According to Motilal Oswal, the proposed 5-10 million tonnes per annum coal-to-SNG plant marks a strategic pivot that could improve plant load factors (PLFs), boost energy security, and potentially create new revenue streams. Yet, the brokerage remains cautious, citing execution challenges and limited valuation upside in its green energy arm.
NTPC currently operates 4GW of gas-fired capacity, about 5 per cent of its total installed base. However, utilisation of these assets has historically been weak, with Plant Load Factor (PLFs) ranging from 1.76 per cent to 23.79 per cent across FY23-FY25, averaging just 7.73 per cent. A dedicated supply of SNG could help run these plants more flexibly, particularly during peak demand, thereby aiding grid stability.
With the project expected to take four to five years from conceptualisation to commissioning, NTPC intends to use high-ash coal sourced from its captive mines, reducing dependence on volatile imported LNG.

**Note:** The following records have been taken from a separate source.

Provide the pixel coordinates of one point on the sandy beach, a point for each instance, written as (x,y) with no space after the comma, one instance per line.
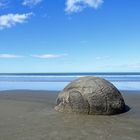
(30,115)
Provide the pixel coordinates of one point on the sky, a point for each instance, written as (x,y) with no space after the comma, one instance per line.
(69,36)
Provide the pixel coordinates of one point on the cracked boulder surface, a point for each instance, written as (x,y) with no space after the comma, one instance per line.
(90,95)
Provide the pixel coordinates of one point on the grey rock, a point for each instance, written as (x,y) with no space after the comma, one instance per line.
(90,95)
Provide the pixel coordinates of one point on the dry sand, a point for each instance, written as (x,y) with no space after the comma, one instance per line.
(30,115)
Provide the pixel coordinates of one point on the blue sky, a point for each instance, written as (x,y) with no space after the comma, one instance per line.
(69,36)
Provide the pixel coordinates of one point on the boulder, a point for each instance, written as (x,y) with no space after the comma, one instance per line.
(90,95)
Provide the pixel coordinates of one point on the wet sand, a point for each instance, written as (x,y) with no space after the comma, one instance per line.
(30,115)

The strategic rationale extends beyond operational benefits, analysts noted. Producing SNG from domestic coal strengthens energy security by shielding NTPC from global LNG price swings.

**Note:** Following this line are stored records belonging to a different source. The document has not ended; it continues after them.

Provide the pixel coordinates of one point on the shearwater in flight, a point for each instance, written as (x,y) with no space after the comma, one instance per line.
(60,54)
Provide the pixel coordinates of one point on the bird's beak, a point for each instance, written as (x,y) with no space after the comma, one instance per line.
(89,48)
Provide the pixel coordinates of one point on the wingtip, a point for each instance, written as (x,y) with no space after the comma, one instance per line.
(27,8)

India’s policy thrust targets 100 million tonnes of coal gasification by 2030, supported by abundant domestic coal reserves of around 300 billion tonnes. The Ministry of Coal has approved ₹8,500 crore in incentives across three project categories, ranging from large PSU-led proposals to smaller, demonstration-scale plants. Additional support includes a 50 per cent revenue-share rebate for coal used in gasification at upcoming commercial coal auctions.
NTPC’s research arm, NETRA, is leading the project under the company’s broader ‘Greening the Coal’ strategy, which covers coal gasification, carbon capture, and cleaner thermal technologies. Based on internal estimates, producing SNG would cost about $10-12 per mmBtu, broadly competitive with current spot LNG prices.
However, Motilal Oswal noted that the global gas market is heading toward oversupply, with LNG export capacity set to expand sharply between CY26 and CY28. Since many long-term gas contracts are linked to crude prices, and crude itself faces oversupply pressures, imported LNG could become cheaper in the years ahead, posing an economic risk to SNG economics.
Beyond power generation, the coal-to-gas pathway opens doors to value-added applications. Surplus SNG can feed sectors such as petrochemicals and fertilisers, major consumers of gas in India. Gasification also produces syngas, which can be further processed into methanol and downstream petrochemicals such as ethylene, propylene, and acetic acid. India imports roughly 95 per cent of its methanol and 15 per cent of its urea demand, suggesting room for domestic substitution even though NTPC itself is not present in these businesses.
Globally, coal gasification is especially prominent in China, where the coal-to-chemicals sector consumes about 200 million tonnes of coal annually. This contributes roughly 90 per cent of the country’s ammonia and 70 per cent of its methanol output. While Western gasification technologies are typically designed for low-ash coal (around 25 per cent), India’s high-ash reserves, often above 40 per cent, necessitate local technology development, which NTPC and its R&D arm are pursuing.
ALSO READ | Why is JM Financial upbeat on Belrise Industries? Starts coverage with Buy Other public sector entities are also moving into coal gasification. Coal India, for example, has proposed investing around ₹2,000 crore in a coal-to-SNG project in West Bengal’s Sonepur Bazari area, in partnership with GAIL. The estimated capex for this project is ₹13,050 crore, following a 70:30 debt-equity structure, with Coal India holding a 51 per cent stake.
While Motilal Oswal views NTPC’s long-term strategic direction positively, it remains wary of near-term execution risks, particularly at NTPC Green Energy Ltd (NGEL). The brokerage sees limited room for valuation rerating in NGEL, which contributes about 15 per cent to its sum-of-parts (SoTP) valuation.
NTPC’s ambitious capacity-expansion roadmap, to reach 244GW by 2037 with additions of 9.8GW, 9.6GW, and 10.5GW over FY26-FY28, also carries execution uncertainty.
The brokerage reiterated its ‘Neutral’ rating to the
NTPC stock, with a target price of ₹370. Its SoTP valuation assigns ₹201 to NTPC’s standalone, coal, and other businesses (based on 2x Dec’27E P/B), ₹18 to other subsidiaries, and ₹45 to joint ventures and associates. The NGEL stake is valued at a 25 per cent discount to its current market price, reflecting constrained rerating potential.
Therefore, analysts at Motilal Oswal concluded that while the coal-to-SNG initiative could boost NTPC’s operational flexibility and open new revenue opportunities, the long gestation, execution challenges and global gas-market dynamics temper its near-term investment appeal.
Disclaimer: Target price and stock/sector outlook has been suggested by Motilal Oswal. Views expressed are their own.